Exploring gentrification {long read}

As some readers will know I have strong views on gentrification. We travelled to Berlin earlier in  July and I was curious about how our old neighbourhood is shaping up five years after we left. I’ll set the scene a little. We lived in Pankow which is slightly further out from Prenzlauer Berg, the area where most affluent incomers want to live at the time. When we lived in Pankow it was still a little down at heel and certainly retained an air of old East Berlin, although the tentacles of gentrification were creeping out.There were plenty of renovated apartment buildings, such as ours, but they were often sandwiched between other ones which where unpainted, externally unrenovated and still bore the scars of gun shots from the war and subsequent liberation, even all those years later. The common spaces on these buildings were also a little tatty but the apartments themselves were well cared for. Many buildings in the streets around where we lived are owned by a public housing association and are currently undergoing extensive and in many cases unwelcome (by the tenants) renovation. The rents are shooting up and residents who have lived in these homes all their adult lives are being forced out as they can’t afford massive rent increases. Tenants are putting up a good fight, but I fear it is futile.

In our last six months in our apartment, the owners of the building began to convert the attic space above us into a penthouse and judging by Google Maps satellite view it is pretty fancy! The old cigarette factory and a brewery building have been converted into luxury apartments and there were plans to also convert an old asylum into more (although that project seems to have stalled). The semi derelict sommerbad (summer swimming pool) close to our old home is due for a multi million Euro facelift with new pools added (the old GDR sections seem to still be abandoned).

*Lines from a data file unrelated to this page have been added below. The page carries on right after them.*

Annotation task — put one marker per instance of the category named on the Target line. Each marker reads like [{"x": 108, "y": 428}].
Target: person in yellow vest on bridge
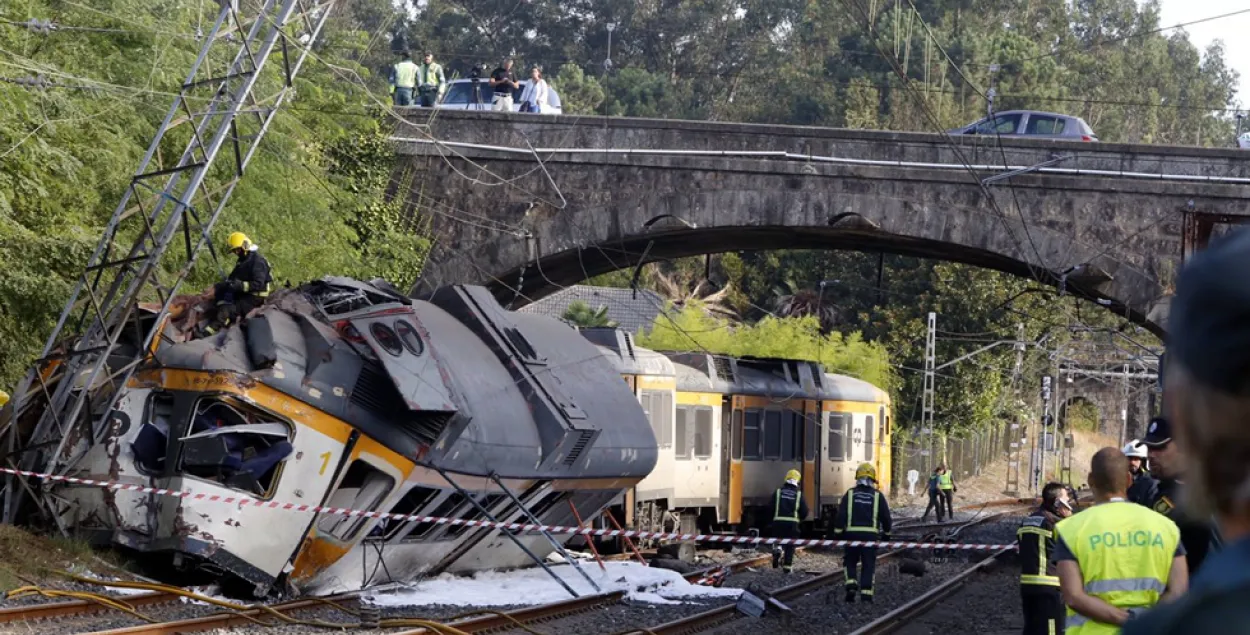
[{"x": 1115, "y": 559}]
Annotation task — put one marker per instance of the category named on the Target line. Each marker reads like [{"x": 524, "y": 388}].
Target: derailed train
[
  {"x": 729, "y": 429},
  {"x": 348, "y": 394}
]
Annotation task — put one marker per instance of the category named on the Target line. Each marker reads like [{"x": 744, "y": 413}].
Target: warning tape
[{"x": 488, "y": 524}]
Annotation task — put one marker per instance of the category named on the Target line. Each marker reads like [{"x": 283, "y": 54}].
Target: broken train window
[
  {"x": 236, "y": 445},
  {"x": 364, "y": 488}
]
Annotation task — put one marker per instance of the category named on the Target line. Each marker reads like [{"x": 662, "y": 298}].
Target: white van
[{"x": 460, "y": 96}]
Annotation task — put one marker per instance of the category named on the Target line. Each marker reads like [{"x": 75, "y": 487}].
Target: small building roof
[{"x": 628, "y": 311}]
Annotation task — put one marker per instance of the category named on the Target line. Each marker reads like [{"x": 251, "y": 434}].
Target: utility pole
[{"x": 926, "y": 411}]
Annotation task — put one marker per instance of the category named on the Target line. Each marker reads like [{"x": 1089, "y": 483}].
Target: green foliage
[
  {"x": 583, "y": 315},
  {"x": 580, "y": 94},
  {"x": 66, "y": 155},
  {"x": 791, "y": 338}
]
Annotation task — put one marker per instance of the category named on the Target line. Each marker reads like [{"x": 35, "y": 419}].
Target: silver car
[{"x": 1031, "y": 123}]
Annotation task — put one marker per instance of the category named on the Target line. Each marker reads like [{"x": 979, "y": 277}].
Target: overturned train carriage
[{"x": 346, "y": 394}]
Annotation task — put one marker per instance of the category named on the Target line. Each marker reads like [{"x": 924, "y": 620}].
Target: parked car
[
  {"x": 1031, "y": 123},
  {"x": 459, "y": 96}
]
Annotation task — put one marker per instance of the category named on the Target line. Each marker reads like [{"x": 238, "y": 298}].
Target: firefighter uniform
[
  {"x": 789, "y": 510},
  {"x": 245, "y": 289},
  {"x": 863, "y": 514},
  {"x": 1039, "y": 583},
  {"x": 1125, "y": 553}
]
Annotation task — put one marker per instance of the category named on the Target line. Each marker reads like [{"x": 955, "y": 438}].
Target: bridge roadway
[{"x": 533, "y": 203}]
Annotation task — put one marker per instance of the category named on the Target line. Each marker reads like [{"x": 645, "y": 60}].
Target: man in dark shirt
[
  {"x": 503, "y": 83},
  {"x": 1169, "y": 491}
]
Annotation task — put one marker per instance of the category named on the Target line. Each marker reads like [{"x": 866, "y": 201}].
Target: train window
[
  {"x": 838, "y": 435},
  {"x": 771, "y": 434},
  {"x": 234, "y": 444},
  {"x": 868, "y": 439},
  {"x": 736, "y": 436},
  {"x": 471, "y": 513},
  {"x": 680, "y": 444},
  {"x": 413, "y": 503},
  {"x": 809, "y": 438},
  {"x": 409, "y": 336},
  {"x": 788, "y": 436},
  {"x": 363, "y": 488},
  {"x": 751, "y": 436},
  {"x": 703, "y": 433},
  {"x": 386, "y": 339}
]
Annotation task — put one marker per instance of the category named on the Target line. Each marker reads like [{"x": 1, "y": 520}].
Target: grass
[{"x": 25, "y": 556}]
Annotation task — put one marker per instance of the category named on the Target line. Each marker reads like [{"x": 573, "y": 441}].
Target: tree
[{"x": 580, "y": 314}]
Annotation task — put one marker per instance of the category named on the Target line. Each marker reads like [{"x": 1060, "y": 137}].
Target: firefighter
[
  {"x": 1143, "y": 481},
  {"x": 1115, "y": 559},
  {"x": 863, "y": 515},
  {"x": 245, "y": 289},
  {"x": 1039, "y": 584},
  {"x": 789, "y": 509}
]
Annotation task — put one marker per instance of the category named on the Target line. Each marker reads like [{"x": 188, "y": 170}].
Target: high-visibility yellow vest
[
  {"x": 405, "y": 74},
  {"x": 1125, "y": 553}
]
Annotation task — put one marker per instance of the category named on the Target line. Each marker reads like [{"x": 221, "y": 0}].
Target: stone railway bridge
[{"x": 528, "y": 204}]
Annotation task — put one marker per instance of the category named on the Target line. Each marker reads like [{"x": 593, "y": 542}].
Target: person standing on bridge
[
  {"x": 1115, "y": 558},
  {"x": 863, "y": 514},
  {"x": 504, "y": 84},
  {"x": 1039, "y": 583},
  {"x": 1206, "y": 395},
  {"x": 431, "y": 80},
  {"x": 404, "y": 80},
  {"x": 789, "y": 510}
]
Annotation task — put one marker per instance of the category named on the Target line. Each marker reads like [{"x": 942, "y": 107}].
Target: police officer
[
  {"x": 863, "y": 515},
  {"x": 1115, "y": 556},
  {"x": 789, "y": 509},
  {"x": 1039, "y": 584},
  {"x": 1143, "y": 483},
  {"x": 1206, "y": 395},
  {"x": 245, "y": 289},
  {"x": 1166, "y": 493}
]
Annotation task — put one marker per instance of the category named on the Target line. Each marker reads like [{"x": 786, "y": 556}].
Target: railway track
[{"x": 899, "y": 618}]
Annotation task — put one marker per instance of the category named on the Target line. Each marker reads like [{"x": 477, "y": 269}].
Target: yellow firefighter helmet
[{"x": 239, "y": 240}]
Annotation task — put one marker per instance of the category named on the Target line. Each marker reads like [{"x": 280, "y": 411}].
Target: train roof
[{"x": 629, "y": 359}]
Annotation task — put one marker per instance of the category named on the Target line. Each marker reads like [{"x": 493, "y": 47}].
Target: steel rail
[
  {"x": 74, "y": 608},
  {"x": 905, "y": 614}
]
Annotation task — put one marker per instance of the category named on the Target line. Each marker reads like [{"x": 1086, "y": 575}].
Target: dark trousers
[
  {"x": 1044, "y": 610},
  {"x": 935, "y": 501},
  {"x": 860, "y": 563},
  {"x": 784, "y": 529}
]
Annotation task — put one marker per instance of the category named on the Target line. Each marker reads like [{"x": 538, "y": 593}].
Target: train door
[
  {"x": 734, "y": 474},
  {"x": 811, "y": 455}
]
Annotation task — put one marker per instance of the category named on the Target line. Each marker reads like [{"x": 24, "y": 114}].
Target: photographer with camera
[{"x": 501, "y": 80}]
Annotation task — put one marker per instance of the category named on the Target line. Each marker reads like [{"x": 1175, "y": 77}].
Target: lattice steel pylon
[{"x": 101, "y": 336}]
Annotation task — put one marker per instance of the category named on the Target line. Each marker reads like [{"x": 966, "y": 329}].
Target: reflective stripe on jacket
[
  {"x": 1036, "y": 543},
  {"x": 1125, "y": 553}
]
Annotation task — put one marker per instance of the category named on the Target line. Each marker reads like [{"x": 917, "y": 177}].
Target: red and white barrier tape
[{"x": 511, "y": 526}]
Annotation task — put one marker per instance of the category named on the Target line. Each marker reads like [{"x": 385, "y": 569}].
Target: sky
[{"x": 1235, "y": 31}]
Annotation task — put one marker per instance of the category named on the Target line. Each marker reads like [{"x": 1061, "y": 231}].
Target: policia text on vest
[{"x": 1128, "y": 556}]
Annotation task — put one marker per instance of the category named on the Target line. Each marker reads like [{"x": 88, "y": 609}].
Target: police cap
[{"x": 1209, "y": 321}]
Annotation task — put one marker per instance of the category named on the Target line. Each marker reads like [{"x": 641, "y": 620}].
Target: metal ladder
[{"x": 105, "y": 298}]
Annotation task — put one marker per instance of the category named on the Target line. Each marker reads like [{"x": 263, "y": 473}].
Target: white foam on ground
[{"x": 534, "y": 586}]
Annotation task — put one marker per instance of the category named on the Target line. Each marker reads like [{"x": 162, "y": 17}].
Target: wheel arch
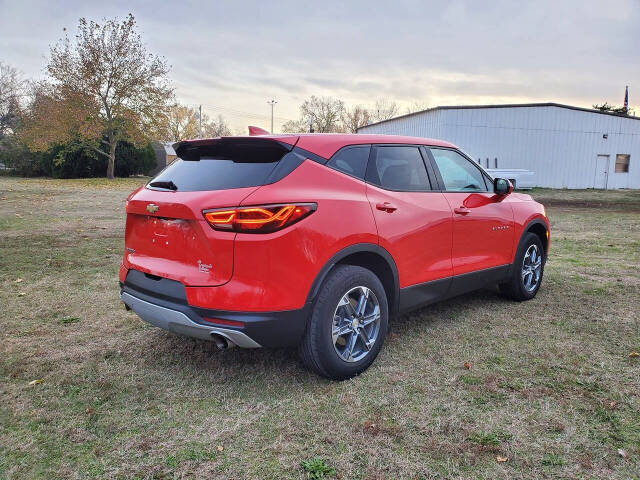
[
  {"x": 538, "y": 227},
  {"x": 370, "y": 256}
]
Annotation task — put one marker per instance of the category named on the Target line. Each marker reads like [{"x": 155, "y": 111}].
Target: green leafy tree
[{"x": 103, "y": 85}]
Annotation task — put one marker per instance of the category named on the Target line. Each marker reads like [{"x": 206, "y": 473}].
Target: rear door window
[
  {"x": 351, "y": 160},
  {"x": 458, "y": 173},
  {"x": 226, "y": 165},
  {"x": 398, "y": 168}
]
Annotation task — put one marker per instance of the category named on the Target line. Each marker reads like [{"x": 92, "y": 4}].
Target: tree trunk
[{"x": 113, "y": 142}]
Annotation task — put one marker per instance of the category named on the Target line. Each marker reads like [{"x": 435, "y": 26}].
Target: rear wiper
[{"x": 168, "y": 185}]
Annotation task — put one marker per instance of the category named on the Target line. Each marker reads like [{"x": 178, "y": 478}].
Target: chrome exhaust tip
[{"x": 221, "y": 342}]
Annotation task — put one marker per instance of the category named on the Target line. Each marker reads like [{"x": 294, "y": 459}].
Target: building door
[{"x": 602, "y": 172}]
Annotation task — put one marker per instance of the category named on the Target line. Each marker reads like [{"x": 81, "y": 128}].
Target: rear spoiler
[
  {"x": 253, "y": 131},
  {"x": 231, "y": 146}
]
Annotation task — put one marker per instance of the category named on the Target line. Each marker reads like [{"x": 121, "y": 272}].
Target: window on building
[
  {"x": 399, "y": 169},
  {"x": 622, "y": 162}
]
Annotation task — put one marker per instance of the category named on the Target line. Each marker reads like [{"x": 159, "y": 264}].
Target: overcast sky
[{"x": 232, "y": 57}]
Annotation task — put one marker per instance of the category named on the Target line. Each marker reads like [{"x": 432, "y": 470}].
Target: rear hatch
[{"x": 166, "y": 232}]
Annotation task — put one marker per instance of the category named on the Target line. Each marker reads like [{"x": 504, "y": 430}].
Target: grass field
[{"x": 89, "y": 391}]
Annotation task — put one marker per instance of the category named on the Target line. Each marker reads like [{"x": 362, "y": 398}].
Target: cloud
[{"x": 234, "y": 56}]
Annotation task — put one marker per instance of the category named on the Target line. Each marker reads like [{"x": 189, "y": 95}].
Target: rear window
[{"x": 224, "y": 165}]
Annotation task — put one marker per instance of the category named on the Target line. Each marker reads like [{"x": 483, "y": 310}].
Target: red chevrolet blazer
[{"x": 317, "y": 241}]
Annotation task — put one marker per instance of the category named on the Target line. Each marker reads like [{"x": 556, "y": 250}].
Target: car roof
[{"x": 326, "y": 144}]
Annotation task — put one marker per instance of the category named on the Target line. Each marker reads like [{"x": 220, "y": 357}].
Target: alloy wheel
[
  {"x": 531, "y": 268},
  {"x": 356, "y": 324}
]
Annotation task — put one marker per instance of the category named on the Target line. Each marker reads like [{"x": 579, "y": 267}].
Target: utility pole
[{"x": 272, "y": 103}]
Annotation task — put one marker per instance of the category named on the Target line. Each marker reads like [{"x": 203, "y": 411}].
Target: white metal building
[{"x": 566, "y": 147}]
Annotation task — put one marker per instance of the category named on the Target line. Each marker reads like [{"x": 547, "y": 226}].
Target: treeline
[
  {"x": 103, "y": 102},
  {"x": 74, "y": 159}
]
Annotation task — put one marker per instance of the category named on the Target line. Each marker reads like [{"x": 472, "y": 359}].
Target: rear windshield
[{"x": 221, "y": 166}]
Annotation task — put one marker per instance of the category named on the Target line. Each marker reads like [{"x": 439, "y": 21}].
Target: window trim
[
  {"x": 488, "y": 179},
  {"x": 628, "y": 163},
  {"x": 374, "y": 149}
]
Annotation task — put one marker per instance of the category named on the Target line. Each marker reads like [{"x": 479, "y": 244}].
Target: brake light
[{"x": 258, "y": 219}]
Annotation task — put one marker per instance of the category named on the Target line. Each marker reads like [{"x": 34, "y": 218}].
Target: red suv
[{"x": 317, "y": 241}]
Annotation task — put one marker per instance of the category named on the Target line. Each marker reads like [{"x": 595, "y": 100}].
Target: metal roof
[{"x": 507, "y": 105}]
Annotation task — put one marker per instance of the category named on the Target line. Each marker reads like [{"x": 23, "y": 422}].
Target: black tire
[
  {"x": 515, "y": 288},
  {"x": 317, "y": 347}
]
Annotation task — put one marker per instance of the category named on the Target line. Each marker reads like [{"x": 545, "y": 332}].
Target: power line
[{"x": 272, "y": 103}]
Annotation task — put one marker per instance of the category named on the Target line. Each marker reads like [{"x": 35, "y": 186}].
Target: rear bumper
[
  {"x": 177, "y": 322},
  {"x": 162, "y": 303}
]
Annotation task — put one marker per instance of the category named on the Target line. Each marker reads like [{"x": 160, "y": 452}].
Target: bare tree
[
  {"x": 181, "y": 123},
  {"x": 106, "y": 84},
  {"x": 295, "y": 126},
  {"x": 12, "y": 90},
  {"x": 217, "y": 127},
  {"x": 325, "y": 112},
  {"x": 355, "y": 117},
  {"x": 384, "y": 110}
]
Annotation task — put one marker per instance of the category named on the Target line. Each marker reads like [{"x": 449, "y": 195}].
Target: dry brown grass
[{"x": 551, "y": 385}]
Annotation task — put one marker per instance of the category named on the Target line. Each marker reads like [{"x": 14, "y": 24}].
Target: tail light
[{"x": 258, "y": 219}]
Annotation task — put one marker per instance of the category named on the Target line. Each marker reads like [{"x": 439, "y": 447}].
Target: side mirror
[{"x": 502, "y": 186}]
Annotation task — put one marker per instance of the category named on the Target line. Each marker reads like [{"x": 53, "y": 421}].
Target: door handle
[
  {"x": 461, "y": 210},
  {"x": 386, "y": 207}
]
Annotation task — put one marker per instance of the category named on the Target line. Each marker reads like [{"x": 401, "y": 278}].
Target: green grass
[{"x": 551, "y": 386}]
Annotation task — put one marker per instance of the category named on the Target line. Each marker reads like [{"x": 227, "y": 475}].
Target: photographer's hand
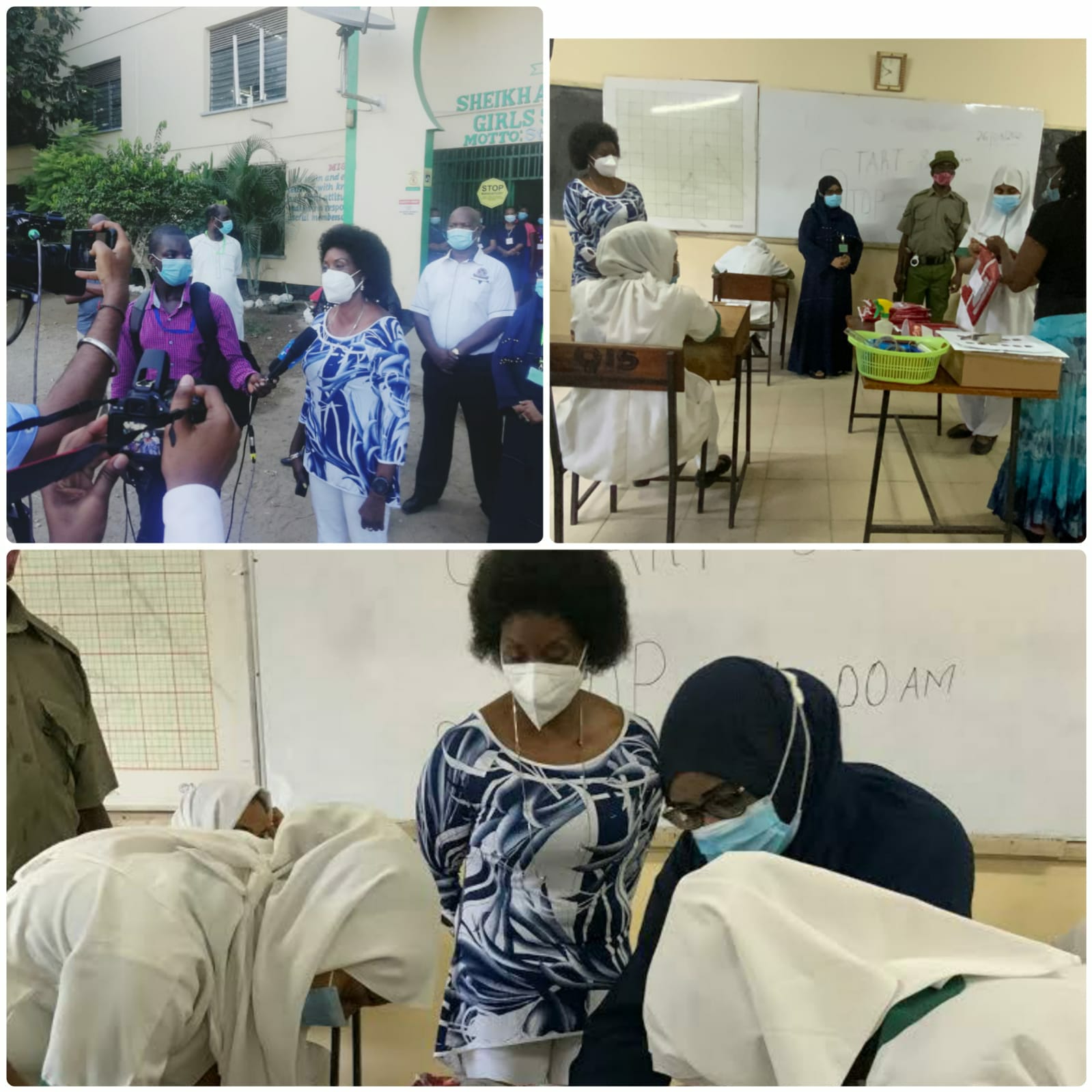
[
  {"x": 76, "y": 506},
  {"x": 200, "y": 454}
]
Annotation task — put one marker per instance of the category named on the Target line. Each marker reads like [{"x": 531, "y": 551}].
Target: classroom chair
[
  {"x": 335, "y": 1053},
  {"x": 619, "y": 368},
  {"x": 765, "y": 290}
]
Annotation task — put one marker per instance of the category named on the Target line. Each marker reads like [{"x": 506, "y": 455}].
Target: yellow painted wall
[
  {"x": 1037, "y": 899},
  {"x": 1048, "y": 74}
]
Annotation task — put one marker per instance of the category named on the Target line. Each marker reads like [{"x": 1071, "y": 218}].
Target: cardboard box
[{"x": 1003, "y": 372}]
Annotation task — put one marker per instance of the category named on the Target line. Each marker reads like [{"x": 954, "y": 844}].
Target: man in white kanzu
[
  {"x": 463, "y": 300},
  {"x": 770, "y": 971},
  {"x": 621, "y": 436},
  {"x": 218, "y": 261}
]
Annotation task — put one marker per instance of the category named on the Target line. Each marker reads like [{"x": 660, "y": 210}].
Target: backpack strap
[{"x": 137, "y": 321}]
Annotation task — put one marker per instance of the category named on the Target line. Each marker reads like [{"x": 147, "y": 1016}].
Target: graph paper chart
[
  {"x": 690, "y": 147},
  {"x": 164, "y": 643}
]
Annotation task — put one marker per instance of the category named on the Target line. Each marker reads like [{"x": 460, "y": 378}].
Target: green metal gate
[{"x": 458, "y": 171}]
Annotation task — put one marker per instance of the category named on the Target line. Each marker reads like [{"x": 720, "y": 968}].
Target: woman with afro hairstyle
[
  {"x": 353, "y": 430},
  {"x": 534, "y": 816},
  {"x": 596, "y": 200}
]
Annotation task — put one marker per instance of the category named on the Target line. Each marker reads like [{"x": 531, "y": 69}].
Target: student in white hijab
[
  {"x": 621, "y": 436},
  {"x": 227, "y": 804},
  {"x": 150, "y": 955},
  {"x": 773, "y": 972},
  {"x": 1007, "y": 214},
  {"x": 754, "y": 259}
]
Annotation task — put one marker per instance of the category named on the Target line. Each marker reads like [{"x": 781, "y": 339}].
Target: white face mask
[
  {"x": 339, "y": 286},
  {"x": 606, "y": 165},
  {"x": 544, "y": 690}
]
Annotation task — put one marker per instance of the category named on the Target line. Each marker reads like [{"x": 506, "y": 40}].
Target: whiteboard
[
  {"x": 960, "y": 669},
  {"x": 879, "y": 149},
  {"x": 163, "y": 639},
  {"x": 689, "y": 147}
]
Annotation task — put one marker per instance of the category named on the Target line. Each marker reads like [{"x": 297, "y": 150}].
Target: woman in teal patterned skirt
[{"x": 1051, "y": 460}]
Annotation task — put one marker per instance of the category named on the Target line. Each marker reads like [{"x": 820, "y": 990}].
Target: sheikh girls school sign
[{"x": 505, "y": 116}]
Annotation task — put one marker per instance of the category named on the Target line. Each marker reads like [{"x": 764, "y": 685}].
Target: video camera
[{"x": 148, "y": 403}]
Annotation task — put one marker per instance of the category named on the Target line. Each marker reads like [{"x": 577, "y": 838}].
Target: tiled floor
[{"x": 809, "y": 477}]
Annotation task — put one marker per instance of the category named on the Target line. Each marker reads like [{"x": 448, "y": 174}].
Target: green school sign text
[{"x": 506, "y": 116}]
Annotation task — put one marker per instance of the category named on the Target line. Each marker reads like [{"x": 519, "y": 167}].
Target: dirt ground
[{"x": 273, "y": 512}]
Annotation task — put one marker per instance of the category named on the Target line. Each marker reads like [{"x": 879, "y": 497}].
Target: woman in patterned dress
[
  {"x": 596, "y": 200},
  {"x": 534, "y": 815},
  {"x": 353, "y": 430}
]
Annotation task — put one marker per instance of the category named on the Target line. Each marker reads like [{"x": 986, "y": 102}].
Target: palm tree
[{"x": 264, "y": 198}]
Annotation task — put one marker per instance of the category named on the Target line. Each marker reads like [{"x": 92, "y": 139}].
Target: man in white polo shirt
[{"x": 464, "y": 300}]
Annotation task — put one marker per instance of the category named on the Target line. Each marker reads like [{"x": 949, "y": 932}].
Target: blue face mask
[
  {"x": 322, "y": 1008},
  {"x": 760, "y": 828},
  {"x": 1006, "y": 202},
  {"x": 176, "y": 271},
  {"x": 460, "y": 238}
]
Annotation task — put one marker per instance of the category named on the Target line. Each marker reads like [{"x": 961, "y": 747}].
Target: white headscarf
[
  {"x": 773, "y": 972},
  {"x": 991, "y": 222},
  {"x": 216, "y": 804},
  {"x": 340, "y": 887}
]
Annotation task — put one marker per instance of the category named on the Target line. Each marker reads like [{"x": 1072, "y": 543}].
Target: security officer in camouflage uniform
[
  {"x": 58, "y": 770},
  {"x": 933, "y": 226}
]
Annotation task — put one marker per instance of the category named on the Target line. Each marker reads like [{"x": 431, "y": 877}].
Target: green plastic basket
[{"x": 893, "y": 367}]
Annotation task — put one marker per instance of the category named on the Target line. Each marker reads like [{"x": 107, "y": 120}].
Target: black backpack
[{"x": 214, "y": 370}]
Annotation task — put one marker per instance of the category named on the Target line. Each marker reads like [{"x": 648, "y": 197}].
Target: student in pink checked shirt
[{"x": 171, "y": 324}]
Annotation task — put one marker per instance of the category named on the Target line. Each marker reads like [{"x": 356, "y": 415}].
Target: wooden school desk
[
  {"x": 942, "y": 384},
  {"x": 718, "y": 359}
]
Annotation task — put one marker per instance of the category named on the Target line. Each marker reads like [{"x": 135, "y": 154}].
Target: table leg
[
  {"x": 1010, "y": 492},
  {"x": 876, "y": 466}
]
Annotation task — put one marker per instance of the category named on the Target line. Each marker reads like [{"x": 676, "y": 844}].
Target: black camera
[{"x": 148, "y": 403}]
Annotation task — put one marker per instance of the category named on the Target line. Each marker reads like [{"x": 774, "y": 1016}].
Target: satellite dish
[{"x": 355, "y": 18}]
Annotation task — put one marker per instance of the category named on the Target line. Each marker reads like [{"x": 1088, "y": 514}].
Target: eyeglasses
[{"x": 724, "y": 802}]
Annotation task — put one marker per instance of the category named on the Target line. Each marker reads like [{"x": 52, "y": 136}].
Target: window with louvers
[
  {"x": 103, "y": 109},
  {"x": 261, "y": 44}
]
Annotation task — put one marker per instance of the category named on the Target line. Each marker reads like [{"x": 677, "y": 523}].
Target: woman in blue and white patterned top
[
  {"x": 534, "y": 815},
  {"x": 596, "y": 200},
  {"x": 353, "y": 430}
]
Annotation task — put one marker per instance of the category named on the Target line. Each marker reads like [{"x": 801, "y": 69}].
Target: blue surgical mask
[
  {"x": 460, "y": 238},
  {"x": 760, "y": 828},
  {"x": 176, "y": 271},
  {"x": 322, "y": 1008}
]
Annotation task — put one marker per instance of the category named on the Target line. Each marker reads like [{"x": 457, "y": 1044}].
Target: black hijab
[
  {"x": 835, "y": 219},
  {"x": 732, "y": 718}
]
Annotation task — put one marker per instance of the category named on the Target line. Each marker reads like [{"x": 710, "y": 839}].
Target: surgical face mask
[
  {"x": 606, "y": 165},
  {"x": 543, "y": 690},
  {"x": 460, "y": 238},
  {"x": 322, "y": 1007},
  {"x": 175, "y": 271},
  {"x": 760, "y": 828},
  {"x": 339, "y": 285}
]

On our visit we took the U bahn out to Pankow and indeed our old street has been spruced up a lot. The building I mentioned above is very shiny and new now and the daycare that used to be in the basement has been replaced by a nail bar. I could certainly see the tentacles of gentrification in the main streets around the station but the Rathaus Center shopping centre was still exactly the same and they have a strapline now of “The Original Pankow” – a little passive- aggressive pop at the changes in the area, I think. Bizarrely the prime space opposite the shopping centre, where a supermarket had just been demolished when we were there in 2012 has still not been built on and behind the ‘temporary’ wire fences nature has taken over.

When I lived there I wished that the area looked a little less sad and that is was not such as huge reminder of GDR years but I didn’t wish to change the fabric of the area and the personality that it had (much as I didn’t enjoy living there, it had a personality). But capitalism is hard at work and as ‘renovation’ and gentrification take hold, then the real residents get pushed out to be replaced by more transient people, less interested in a community and the history of the area. Just think of the usual journey of gentrification – an area has a personality and some ‘grit’, hipster types love how gritty it is and how they can rent at a decent price, but they would prefer more of ‘their’ types of shops and business there despite how much they love the ‘grit’. In come fancy coffee shops, artisanal breads, vintage clothes shops, street art for Instagrammers to pose by, craft beer bars etc etc and up go rents. Out go traditional businesses as their former clientele are forced out of the area.

The area then looks like every other gentrified area in any big city. The businesses are not sustainable for the years that the old ones were and the area loses its soul and personality. When I first moved to Berlin I couldn’t understand why people didn’t want to live in renovated places, why there was such a backlash against improvement and modernisation but now I get it. There was tons of anti yuppie (as they were called then) graffiti as the old bohemian elements on Prenzlauer Berg were replaced by speculative landlords out to make a ton of money on properties they had bought for peanuts when the Wall fell. One of the landlords we encountered was a prime example of this. She could have been any age from 55 to 75 due to her obvious love of botox. She had snapped up a load of semi derelict buildings straight after the Wall fell, demolished them and waited a bit, then replaced them with sparkly new apartments with the ubiquitous underground parking (which cost an extra €150 on the rent but is not optional (in 2011 can only imagine the price now))

Returning last year I noticed the graffiti has gone in many places as these people have given up the fight against underground parking for fancy cars, sourdough bread and flat whites.

Now onto my little vanity project. I can see the rumblings of this happening in my own area on Amager so I am planning to make a list of all the current businesses along Amagerbrogade and maybe another street and revisit the list in a year’s time. In the meantime I will continue to support smaller more established business where I can. As a counterpoint to this I shall also do a similar project on Istedgade to explore the longevity of the new ‘hipster’ businesses (I have written before about this area before). This is not intended to be an academic project but something to inform me and others on the speed of gentrification and also its short term and transient nature. I will post about this as the project progresses.

Just a point of note, I am not against progress and I understand that people need places to live but progress should not be at the expense of existing communities.